NORTHPORT, Maine — Maine sees lots of auctions each year, but next week will be unlike any of the rest. Parts of the Point Lookout resort in Northport will be sold off, as the huge former corporate retreat will be scaled back in size.
Point Lookout was built more than 20 years ago by the credit card company MBNA, which employed thousands of people along the midcoast at the time. The complex was built on a hillside above Penobscot Bay, featuring large, elaborate facilities for conferences and other events, a full gym, fitness center, and bowling alley. Elaborate landscaping graced the grounds of the retreat. The company also paid to build a high quality, artificial turf soccer field, which has been used often over the years by area schools.
And there are more than 100 cabins, from one to three bedrooms in size, originally built for employees to use and more recently available for weekly rentals.
“It is mind-boggling,” said auctioneer John Botero of Thomaston Place Auction Galleries, who is overseeing the auction next week of some of the buildings and contents.
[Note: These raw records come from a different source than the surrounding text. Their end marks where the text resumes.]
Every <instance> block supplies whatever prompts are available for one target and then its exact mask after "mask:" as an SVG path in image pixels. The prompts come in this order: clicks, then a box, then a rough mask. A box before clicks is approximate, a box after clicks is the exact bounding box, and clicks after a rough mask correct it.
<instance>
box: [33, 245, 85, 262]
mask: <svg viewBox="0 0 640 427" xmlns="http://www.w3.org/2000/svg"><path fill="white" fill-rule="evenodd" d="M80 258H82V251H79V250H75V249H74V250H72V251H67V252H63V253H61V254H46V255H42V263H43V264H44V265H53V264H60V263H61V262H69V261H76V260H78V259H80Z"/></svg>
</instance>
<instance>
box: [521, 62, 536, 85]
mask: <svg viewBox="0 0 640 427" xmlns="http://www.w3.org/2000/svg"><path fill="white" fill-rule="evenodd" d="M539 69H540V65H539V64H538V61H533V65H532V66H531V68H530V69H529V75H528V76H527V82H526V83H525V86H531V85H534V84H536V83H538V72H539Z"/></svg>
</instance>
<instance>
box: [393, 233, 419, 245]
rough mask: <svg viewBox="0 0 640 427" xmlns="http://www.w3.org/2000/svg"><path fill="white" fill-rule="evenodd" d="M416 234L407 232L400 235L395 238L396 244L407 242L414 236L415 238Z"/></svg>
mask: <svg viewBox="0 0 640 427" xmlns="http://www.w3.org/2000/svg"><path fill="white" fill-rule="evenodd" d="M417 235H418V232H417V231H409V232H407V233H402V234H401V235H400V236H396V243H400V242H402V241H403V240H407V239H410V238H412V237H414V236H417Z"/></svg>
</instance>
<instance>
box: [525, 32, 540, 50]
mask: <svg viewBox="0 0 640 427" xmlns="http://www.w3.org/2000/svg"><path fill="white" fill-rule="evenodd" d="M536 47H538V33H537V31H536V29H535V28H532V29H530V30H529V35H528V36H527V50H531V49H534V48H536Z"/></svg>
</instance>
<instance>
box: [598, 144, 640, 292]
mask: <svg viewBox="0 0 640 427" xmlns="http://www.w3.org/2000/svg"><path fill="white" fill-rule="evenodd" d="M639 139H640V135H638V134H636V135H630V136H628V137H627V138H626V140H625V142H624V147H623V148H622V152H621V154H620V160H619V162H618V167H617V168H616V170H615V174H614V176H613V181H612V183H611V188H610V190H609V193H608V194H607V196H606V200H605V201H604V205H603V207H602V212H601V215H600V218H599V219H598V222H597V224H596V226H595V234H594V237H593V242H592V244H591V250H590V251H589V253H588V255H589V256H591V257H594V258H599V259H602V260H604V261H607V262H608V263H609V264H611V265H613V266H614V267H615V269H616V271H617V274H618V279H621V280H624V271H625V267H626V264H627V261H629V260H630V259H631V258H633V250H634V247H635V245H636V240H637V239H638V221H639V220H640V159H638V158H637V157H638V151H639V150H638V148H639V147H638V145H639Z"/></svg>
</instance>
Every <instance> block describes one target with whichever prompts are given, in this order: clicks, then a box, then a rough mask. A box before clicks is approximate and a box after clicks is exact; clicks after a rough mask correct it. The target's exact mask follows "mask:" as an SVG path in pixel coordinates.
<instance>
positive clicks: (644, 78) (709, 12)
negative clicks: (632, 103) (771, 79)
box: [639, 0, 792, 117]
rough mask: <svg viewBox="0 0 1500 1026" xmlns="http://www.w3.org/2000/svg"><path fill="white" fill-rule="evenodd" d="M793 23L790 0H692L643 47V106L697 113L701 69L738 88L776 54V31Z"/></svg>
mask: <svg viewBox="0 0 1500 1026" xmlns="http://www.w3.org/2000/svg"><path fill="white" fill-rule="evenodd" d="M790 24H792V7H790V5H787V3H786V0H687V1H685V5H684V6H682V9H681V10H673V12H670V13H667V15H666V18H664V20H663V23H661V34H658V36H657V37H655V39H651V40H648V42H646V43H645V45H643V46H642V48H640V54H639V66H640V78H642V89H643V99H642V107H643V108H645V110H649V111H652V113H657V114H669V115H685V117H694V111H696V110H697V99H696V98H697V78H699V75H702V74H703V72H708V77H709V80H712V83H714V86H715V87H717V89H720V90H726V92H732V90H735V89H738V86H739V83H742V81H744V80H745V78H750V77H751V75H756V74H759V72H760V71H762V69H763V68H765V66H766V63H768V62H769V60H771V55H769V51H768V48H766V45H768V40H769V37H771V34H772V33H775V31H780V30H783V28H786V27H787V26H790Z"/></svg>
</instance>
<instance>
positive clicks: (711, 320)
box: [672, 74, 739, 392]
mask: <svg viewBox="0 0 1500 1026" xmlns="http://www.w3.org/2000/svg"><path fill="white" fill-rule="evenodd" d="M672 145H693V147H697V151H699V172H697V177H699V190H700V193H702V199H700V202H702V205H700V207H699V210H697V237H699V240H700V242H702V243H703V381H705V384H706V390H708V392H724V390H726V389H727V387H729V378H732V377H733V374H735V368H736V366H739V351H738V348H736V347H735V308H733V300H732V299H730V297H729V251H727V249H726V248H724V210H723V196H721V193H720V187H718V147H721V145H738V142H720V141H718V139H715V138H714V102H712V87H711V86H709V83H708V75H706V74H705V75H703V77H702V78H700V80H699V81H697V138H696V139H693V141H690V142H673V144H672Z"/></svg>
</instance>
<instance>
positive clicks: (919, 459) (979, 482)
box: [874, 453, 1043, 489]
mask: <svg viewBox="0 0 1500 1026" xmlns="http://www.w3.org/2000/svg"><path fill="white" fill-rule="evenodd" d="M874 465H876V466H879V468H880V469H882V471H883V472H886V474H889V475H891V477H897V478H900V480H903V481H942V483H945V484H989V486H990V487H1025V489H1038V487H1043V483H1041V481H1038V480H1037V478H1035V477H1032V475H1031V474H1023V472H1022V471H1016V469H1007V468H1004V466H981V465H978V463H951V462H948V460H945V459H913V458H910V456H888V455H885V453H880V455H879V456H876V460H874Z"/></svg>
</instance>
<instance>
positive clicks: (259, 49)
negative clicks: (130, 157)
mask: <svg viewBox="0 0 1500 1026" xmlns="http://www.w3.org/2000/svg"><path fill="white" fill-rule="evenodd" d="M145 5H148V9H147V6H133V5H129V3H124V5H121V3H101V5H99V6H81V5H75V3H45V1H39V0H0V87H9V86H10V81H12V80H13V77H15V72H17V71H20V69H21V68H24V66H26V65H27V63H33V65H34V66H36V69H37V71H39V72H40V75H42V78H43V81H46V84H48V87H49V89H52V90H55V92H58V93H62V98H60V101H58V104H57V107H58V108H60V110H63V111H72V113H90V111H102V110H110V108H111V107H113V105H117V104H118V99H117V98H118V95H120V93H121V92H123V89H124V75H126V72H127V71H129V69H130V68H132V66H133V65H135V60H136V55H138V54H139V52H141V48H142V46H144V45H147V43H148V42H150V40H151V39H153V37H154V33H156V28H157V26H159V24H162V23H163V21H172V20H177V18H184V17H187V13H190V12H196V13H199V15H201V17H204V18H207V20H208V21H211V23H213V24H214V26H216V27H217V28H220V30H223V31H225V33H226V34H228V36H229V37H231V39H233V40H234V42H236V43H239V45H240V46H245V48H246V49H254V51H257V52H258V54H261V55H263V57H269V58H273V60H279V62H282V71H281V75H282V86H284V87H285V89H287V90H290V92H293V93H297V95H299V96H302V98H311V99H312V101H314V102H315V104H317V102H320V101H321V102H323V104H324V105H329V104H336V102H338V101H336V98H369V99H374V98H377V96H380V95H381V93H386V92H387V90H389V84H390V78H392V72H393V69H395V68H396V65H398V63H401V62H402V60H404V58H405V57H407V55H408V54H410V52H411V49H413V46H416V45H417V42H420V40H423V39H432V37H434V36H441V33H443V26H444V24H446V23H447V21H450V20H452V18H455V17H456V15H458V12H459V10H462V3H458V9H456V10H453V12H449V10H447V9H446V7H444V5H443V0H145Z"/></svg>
“You notice as you look around here, the credit card company was totally tech-based, there is not a telephone pole to be seen, everything underground, all the roads engineered, everything was done perfectly.”
The same was true of the buildings and fixtures, all done high end, he says. That level of size and quality came with a high price tag, estimated to be in the hundreds of millions of dollars.
But after MBNA was taken over by Bank of America, priorities changed. Point Lookout went through several owners, and the current one family corporation from Montana—has decided it cannot afford to keep the resort as it has been.
"Maintenance, overhead, keeping this since MBNA has never been sustainable,” said Botero.
So, on August 5, he will auction off all the contents and fixtures in the main building, Hedges Hall from chairs and tables to dishes, commercial kitchen equipment, and even the life-size taxidermy moose.
Then the building will be sold off for salvage of materials, including the huge furnaces and tanks in the basement, and finally what’s left will be torn down.
Several other smaller buildings are to be sold and moved off the site. The same treatment is planned for the eight-lane bowling alley, which Botero says will be auctioned off two lanes at a time.
Botero says the website for the auction, www.pointlookoutauction.com, has had “thousands of people liking at the items to be auctioned off," and he believes there is a lot of interest from both commercial customers and individuals, including former employees and visitors with memories of Point Lookout in the glory days.
But he also says parts of the resort will remain.
The fitness center with a full gym and other facilities is being leased out to a private operator. Many of the cabins, he says, are going to be handled in a similar way, to create a new, smaller resort, though some will be sold and removed.
The soccer field will also remain and be available for use, he says.
The spectacular, mountain top summit building, with sweeping views of Penobscot Bay, will become the home for the owners.
Botero says what’s left of Point Lookout won’t be the same, but that he is glad to have the memories of what it once was.
“As an up and coming, incredibly successful bank they could have had a high-rise in Manhattan or the coast of Maine. and I’m glad they chose the coast of Maine.”